When doctors were clearing Thompson to return to Game 1, they wanted him to test his ankle in a hallway, but he strolled the other way. He then ran onto the court and quickly implored coach Steve Kerr to put him on the floor. He returned to the lineup for Game 2, but it came with two days of rest, recovery and treatment. “He loves this game and wants to be out there for us,” Warriors star Stephen Curry said.
Curry and Thompson had gone on scoring bursts in the second half even as the Cavaliers continued pushing, continued climbing within six, within eight. Curry scored 33 points, including a Finals record nine 3-pointers, a shooting display that left Cavaliers players cursing aloud while leaving the locker room. Durant had struggled to find a rhythm in the opener but responded with 26 points, nine rebounds and seven assists. Down 2-0, the fashion in which the Cavaliers surrendered an opportunity to win Game 1 haunted them. James had a 51-point performance in Game 1 and brilliantly controlled the pace for much of Game 2.
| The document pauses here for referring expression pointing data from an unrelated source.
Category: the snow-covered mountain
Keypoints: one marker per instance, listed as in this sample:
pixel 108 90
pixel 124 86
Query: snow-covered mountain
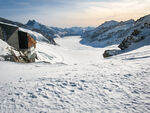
pixel 138 36
pixel 110 32
pixel 55 31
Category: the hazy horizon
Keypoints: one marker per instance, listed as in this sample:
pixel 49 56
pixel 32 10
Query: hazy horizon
pixel 68 13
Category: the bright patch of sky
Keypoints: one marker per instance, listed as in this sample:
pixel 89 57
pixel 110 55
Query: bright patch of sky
pixel 67 13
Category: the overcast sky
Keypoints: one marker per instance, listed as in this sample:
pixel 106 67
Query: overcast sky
pixel 67 13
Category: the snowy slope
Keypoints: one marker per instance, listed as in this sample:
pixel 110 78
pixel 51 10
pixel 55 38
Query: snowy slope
pixel 84 81
pixel 109 33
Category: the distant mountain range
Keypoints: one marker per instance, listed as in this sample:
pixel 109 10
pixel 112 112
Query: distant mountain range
pixel 113 32
pixel 55 31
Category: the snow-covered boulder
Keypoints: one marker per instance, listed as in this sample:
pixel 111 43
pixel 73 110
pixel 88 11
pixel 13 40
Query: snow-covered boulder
pixel 109 53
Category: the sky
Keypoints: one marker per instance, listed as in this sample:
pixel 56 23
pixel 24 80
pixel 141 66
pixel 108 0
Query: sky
pixel 68 13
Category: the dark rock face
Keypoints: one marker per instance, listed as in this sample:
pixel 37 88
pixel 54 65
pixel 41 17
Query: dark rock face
pixel 129 40
pixel 46 35
pixel 109 53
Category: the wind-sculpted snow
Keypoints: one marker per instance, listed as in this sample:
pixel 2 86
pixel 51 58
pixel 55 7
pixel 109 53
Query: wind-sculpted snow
pixel 82 81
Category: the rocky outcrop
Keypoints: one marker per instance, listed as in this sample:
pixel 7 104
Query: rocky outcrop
pixel 20 57
pixel 129 40
pixel 109 53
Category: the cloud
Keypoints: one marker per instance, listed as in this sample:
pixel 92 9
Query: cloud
pixel 73 12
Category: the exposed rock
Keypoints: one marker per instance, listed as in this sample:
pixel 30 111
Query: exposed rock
pixel 135 32
pixel 109 53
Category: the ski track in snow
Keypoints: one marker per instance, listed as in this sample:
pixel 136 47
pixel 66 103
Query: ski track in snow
pixel 84 82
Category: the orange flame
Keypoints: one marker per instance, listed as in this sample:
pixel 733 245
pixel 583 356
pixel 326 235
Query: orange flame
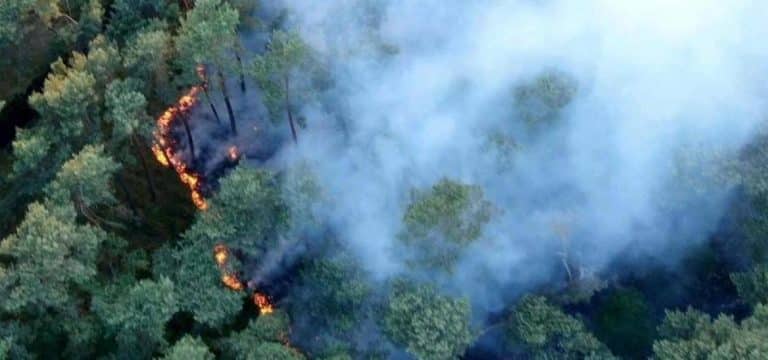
pixel 233 153
pixel 232 282
pixel 165 153
pixel 221 254
pixel 262 301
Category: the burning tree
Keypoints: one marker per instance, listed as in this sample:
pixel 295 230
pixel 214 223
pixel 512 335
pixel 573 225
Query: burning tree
pixel 278 73
pixel 266 337
pixel 126 110
pixel 187 348
pixel 138 316
pixel 208 37
pixel 429 325
pixel 443 220
pixel 550 333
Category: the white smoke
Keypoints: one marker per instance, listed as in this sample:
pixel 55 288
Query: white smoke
pixel 653 77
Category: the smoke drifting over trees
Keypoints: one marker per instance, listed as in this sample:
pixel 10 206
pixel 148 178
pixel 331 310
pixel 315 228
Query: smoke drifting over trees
pixel 595 107
pixel 387 179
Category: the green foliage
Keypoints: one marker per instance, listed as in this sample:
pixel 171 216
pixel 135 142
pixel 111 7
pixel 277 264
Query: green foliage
pixel 264 338
pixel 427 324
pixel 126 109
pixel 333 294
pixel 624 322
pixel 303 196
pixel 84 179
pixel 52 257
pixel 129 17
pixel 277 71
pixel 548 333
pixel 540 100
pixel 208 34
pixel 68 99
pixel 246 213
pixel 13 14
pixel 199 288
pixel 138 316
pixel 443 220
pixel 188 348
pixel 694 335
pixel 30 149
pixel 146 56
pixel 753 285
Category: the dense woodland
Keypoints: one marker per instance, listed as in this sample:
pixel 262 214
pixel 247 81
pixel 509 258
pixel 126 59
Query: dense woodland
pixel 108 252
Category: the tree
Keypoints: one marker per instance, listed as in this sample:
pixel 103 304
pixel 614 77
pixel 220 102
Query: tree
pixel 198 284
pixel 126 111
pixel 540 100
pixel 138 317
pixel 278 71
pixel 146 56
pixel 247 212
pixel 129 17
pixel 443 220
pixel 208 36
pixel 427 324
pixel 548 333
pixel 68 100
pixel 753 285
pixel 694 335
pixel 332 296
pixel 52 257
pixel 264 338
pixel 84 180
pixel 13 14
pixel 188 348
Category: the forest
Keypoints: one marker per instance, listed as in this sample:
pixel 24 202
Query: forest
pixel 383 179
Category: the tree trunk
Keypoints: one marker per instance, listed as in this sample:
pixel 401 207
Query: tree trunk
pixel 147 173
pixel 189 136
pixel 121 183
pixel 224 92
pixel 242 71
pixel 288 109
pixel 213 107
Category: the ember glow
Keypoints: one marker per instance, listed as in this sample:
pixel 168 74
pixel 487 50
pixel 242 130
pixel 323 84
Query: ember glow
pixel 221 254
pixel 233 153
pixel 165 151
pixel 232 282
pixel 262 301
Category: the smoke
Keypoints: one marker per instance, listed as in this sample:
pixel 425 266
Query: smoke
pixel 423 85
pixel 619 170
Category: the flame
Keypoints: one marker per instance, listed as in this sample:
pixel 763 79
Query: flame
pixel 233 153
pixel 262 301
pixel 221 254
pixel 232 282
pixel 164 150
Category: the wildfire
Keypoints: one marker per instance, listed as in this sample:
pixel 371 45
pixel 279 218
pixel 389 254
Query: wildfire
pixel 221 254
pixel 232 281
pixel 262 301
pixel 164 150
pixel 233 153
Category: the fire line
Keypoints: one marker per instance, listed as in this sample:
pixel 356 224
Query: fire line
pixel 233 282
pixel 165 152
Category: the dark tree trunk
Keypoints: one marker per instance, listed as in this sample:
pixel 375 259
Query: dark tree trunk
pixel 145 166
pixel 242 71
pixel 224 92
pixel 288 109
pixel 213 107
pixel 189 136
pixel 121 183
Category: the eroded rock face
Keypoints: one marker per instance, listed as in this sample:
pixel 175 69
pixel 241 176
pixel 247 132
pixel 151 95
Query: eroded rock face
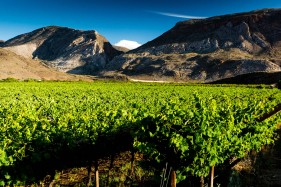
pixel 67 50
pixel 1 42
pixel 210 49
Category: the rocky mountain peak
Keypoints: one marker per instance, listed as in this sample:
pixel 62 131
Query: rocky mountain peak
pixel 66 49
pixel 210 49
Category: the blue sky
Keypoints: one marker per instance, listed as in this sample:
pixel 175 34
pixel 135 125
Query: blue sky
pixel 117 20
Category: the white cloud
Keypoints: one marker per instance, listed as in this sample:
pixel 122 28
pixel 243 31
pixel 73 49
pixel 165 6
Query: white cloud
pixel 178 15
pixel 128 44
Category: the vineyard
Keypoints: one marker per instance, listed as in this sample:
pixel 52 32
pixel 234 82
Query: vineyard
pixel 187 130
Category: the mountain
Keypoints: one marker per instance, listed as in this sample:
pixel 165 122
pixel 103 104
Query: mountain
pixel 209 49
pixel 65 49
pixel 19 67
pixel 123 49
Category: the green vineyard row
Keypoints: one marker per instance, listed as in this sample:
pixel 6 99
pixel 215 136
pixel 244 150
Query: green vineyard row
pixel 190 127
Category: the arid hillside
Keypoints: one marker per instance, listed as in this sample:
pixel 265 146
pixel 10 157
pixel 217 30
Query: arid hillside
pixel 65 49
pixel 209 49
pixel 19 67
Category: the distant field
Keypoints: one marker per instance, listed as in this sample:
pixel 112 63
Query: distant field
pixel 48 126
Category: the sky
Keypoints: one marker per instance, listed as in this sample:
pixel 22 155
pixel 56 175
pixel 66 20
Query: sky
pixel 135 21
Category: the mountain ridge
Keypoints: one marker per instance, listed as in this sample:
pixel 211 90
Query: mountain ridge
pixel 66 49
pixel 209 49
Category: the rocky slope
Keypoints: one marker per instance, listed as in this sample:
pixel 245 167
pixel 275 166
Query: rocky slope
pixel 67 50
pixel 209 49
pixel 16 66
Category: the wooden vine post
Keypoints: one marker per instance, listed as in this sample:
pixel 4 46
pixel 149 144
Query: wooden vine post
pixel 173 179
pixel 212 176
pixel 97 173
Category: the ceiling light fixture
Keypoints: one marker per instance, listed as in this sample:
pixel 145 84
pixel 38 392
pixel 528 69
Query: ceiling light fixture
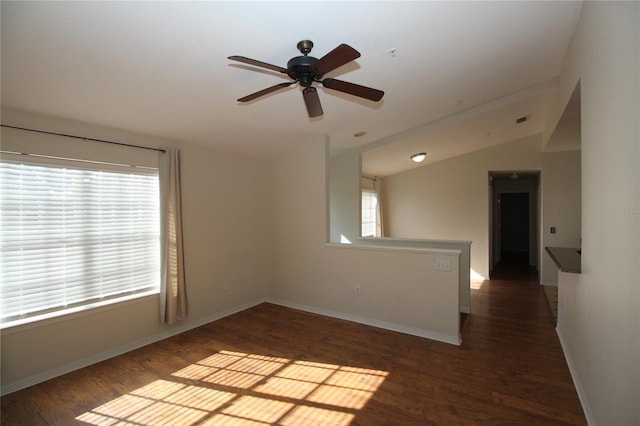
pixel 419 157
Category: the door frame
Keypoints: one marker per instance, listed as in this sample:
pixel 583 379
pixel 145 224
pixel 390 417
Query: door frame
pixel 501 182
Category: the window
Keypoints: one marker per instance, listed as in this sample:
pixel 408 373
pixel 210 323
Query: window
pixel 369 213
pixel 75 234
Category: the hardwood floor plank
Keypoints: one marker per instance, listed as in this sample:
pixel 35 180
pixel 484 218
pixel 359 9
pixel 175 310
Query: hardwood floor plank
pixel 283 366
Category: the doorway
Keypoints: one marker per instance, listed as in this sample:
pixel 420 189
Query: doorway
pixel 514 225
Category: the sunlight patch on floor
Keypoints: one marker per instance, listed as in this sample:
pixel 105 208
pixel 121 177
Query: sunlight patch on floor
pixel 234 388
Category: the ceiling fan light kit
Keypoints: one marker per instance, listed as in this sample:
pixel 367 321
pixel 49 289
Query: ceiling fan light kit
pixel 419 157
pixel 306 70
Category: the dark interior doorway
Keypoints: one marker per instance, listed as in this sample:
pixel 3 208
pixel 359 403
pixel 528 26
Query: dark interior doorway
pixel 514 223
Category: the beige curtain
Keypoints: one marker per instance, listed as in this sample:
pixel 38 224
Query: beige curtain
pixel 173 297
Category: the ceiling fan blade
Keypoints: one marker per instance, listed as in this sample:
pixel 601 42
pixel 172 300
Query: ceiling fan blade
pixel 339 56
pixel 353 89
pixel 250 61
pixel 265 91
pixel 311 99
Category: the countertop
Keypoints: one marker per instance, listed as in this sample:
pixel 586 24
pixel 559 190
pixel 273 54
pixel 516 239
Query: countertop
pixel 567 259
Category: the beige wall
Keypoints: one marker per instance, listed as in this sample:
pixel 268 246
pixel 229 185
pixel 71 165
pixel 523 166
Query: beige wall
pixel 400 289
pixel 599 313
pixel 224 197
pixel 449 200
pixel 561 207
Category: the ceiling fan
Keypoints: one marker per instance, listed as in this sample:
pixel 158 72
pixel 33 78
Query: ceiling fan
pixel 307 70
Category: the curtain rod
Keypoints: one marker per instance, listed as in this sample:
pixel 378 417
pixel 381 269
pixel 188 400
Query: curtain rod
pixel 80 137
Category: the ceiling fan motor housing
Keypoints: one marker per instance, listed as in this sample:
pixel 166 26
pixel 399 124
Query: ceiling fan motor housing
pixel 301 69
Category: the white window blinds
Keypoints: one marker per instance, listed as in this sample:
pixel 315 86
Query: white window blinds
pixel 369 212
pixel 75 234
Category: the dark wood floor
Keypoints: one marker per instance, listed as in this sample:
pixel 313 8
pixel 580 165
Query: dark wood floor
pixel 274 365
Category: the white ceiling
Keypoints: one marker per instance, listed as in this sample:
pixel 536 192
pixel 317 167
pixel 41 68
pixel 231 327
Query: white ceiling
pixel 451 71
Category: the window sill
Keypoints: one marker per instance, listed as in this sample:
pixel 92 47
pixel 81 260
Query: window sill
pixel 21 325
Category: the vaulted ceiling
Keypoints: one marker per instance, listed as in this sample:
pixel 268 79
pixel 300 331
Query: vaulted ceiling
pixel 456 75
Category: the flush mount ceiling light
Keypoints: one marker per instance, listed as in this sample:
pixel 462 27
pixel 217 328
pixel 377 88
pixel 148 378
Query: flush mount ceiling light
pixel 419 157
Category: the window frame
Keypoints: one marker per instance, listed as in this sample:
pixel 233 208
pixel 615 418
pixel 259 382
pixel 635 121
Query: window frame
pixel 93 302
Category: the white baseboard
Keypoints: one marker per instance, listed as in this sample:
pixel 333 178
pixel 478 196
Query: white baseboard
pixel 427 334
pixel 576 381
pixel 136 344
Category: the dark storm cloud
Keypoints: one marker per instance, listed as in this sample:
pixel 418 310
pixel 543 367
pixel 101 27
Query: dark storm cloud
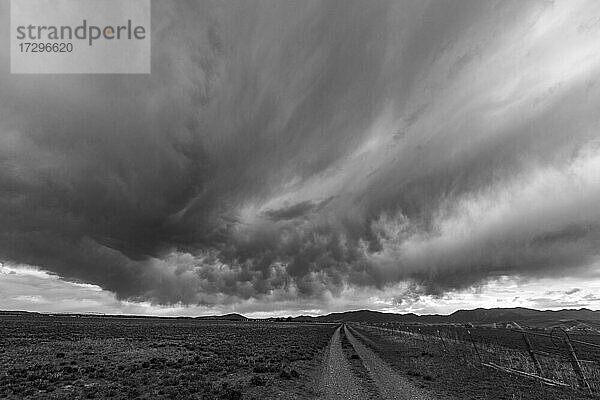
pixel 285 150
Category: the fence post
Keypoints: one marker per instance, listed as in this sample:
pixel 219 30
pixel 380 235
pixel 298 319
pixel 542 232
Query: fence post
pixel 474 346
pixel 442 339
pixel 536 363
pixel 581 381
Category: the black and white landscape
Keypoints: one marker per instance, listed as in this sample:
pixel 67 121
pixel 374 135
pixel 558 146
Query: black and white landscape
pixel 435 164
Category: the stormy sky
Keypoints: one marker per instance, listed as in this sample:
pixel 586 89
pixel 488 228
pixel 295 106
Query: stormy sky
pixel 312 155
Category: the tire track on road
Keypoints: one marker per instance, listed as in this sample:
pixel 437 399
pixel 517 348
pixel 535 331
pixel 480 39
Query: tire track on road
pixel 391 385
pixel 338 381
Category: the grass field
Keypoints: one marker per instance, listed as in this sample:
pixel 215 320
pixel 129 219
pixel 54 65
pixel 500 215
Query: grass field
pixel 452 368
pixel 102 357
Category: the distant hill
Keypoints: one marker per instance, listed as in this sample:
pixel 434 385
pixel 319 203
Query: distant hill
pixel 522 316
pixel 226 317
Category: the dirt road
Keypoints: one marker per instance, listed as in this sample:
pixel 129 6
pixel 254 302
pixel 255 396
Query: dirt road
pixel 391 385
pixel 339 382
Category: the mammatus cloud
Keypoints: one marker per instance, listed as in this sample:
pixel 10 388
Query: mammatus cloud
pixel 297 152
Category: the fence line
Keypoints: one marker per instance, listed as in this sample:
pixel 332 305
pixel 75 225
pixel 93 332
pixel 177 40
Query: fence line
pixel 546 367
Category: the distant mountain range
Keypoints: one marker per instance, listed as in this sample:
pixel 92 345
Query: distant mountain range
pixel 522 316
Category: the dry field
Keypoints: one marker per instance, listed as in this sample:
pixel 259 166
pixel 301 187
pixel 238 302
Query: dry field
pixel 111 358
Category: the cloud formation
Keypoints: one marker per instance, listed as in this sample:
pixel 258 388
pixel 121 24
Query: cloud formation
pixel 292 152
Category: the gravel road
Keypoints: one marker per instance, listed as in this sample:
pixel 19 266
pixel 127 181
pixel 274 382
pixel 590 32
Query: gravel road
pixel 338 380
pixel 391 385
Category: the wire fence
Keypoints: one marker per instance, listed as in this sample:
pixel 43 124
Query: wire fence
pixel 554 357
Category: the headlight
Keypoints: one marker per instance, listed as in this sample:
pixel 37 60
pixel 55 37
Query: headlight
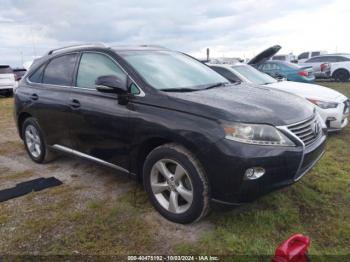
pixel 323 104
pixel 256 134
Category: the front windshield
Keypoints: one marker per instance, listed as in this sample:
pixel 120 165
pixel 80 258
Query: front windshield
pixel 166 70
pixel 254 75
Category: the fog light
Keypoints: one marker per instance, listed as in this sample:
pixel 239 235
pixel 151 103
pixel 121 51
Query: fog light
pixel 254 173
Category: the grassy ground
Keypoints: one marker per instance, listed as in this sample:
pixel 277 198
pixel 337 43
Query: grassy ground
pixel 80 218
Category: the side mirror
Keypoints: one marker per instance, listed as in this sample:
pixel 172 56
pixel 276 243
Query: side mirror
pixel 111 84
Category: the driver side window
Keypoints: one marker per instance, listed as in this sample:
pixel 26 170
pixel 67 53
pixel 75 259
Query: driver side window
pixel 93 65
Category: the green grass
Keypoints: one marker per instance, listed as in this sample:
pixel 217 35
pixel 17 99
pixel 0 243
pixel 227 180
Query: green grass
pixel 318 206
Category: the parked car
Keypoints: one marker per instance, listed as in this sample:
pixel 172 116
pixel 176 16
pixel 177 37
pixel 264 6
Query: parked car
pixel 19 73
pixel 286 58
pixel 330 104
pixel 307 55
pixel 280 69
pixel 321 69
pixel 170 121
pixel 7 80
pixel 339 65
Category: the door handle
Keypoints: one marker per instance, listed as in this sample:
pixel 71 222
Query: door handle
pixel 75 103
pixel 34 97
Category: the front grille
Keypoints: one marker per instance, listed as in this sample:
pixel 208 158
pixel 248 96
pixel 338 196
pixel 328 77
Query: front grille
pixel 308 130
pixel 346 107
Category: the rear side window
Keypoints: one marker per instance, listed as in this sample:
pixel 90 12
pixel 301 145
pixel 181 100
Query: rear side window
pixel 38 75
pixel 93 65
pixel 5 70
pixel 303 55
pixel 314 60
pixel 60 70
James finished with 29 points on 10-of-20 shooting, 13 assists and nine rebounds in 44 minutes, yet seemingly left more to be desired. Kevin Love (22 points and 10 rebounds) has given James a co-star, but the supporting cast has been inconsistent. George Hill and Tristan Thompson combined for 26 points, while Jeff Green and Kyle Korver combined for 2-of-10 shooting in 37 minutes. Soon, Cavaliers coach Ty Lue will need to entrust Rodney Hood, the seldom-used shooting guard who has the potential to give James a wing player capable of creating his own offense.
“They kept coming, but we rallied around each other, we rallied around Klay,” Green said.
The Warriors are two victories from an NBA championship, and for now this core remains together, remains the NBA’s most feared. Thompson has become the Warriors’ ultimate glue piece, one of the league’s best shooting guards able to blend his talents perfectly alongside Curry and Durant, Green and Iguodala. Count one more effort for Thompson’s Bay Area legend and the normally weeks-long injury he rehabilitated in days. Only Klay. Only Klay.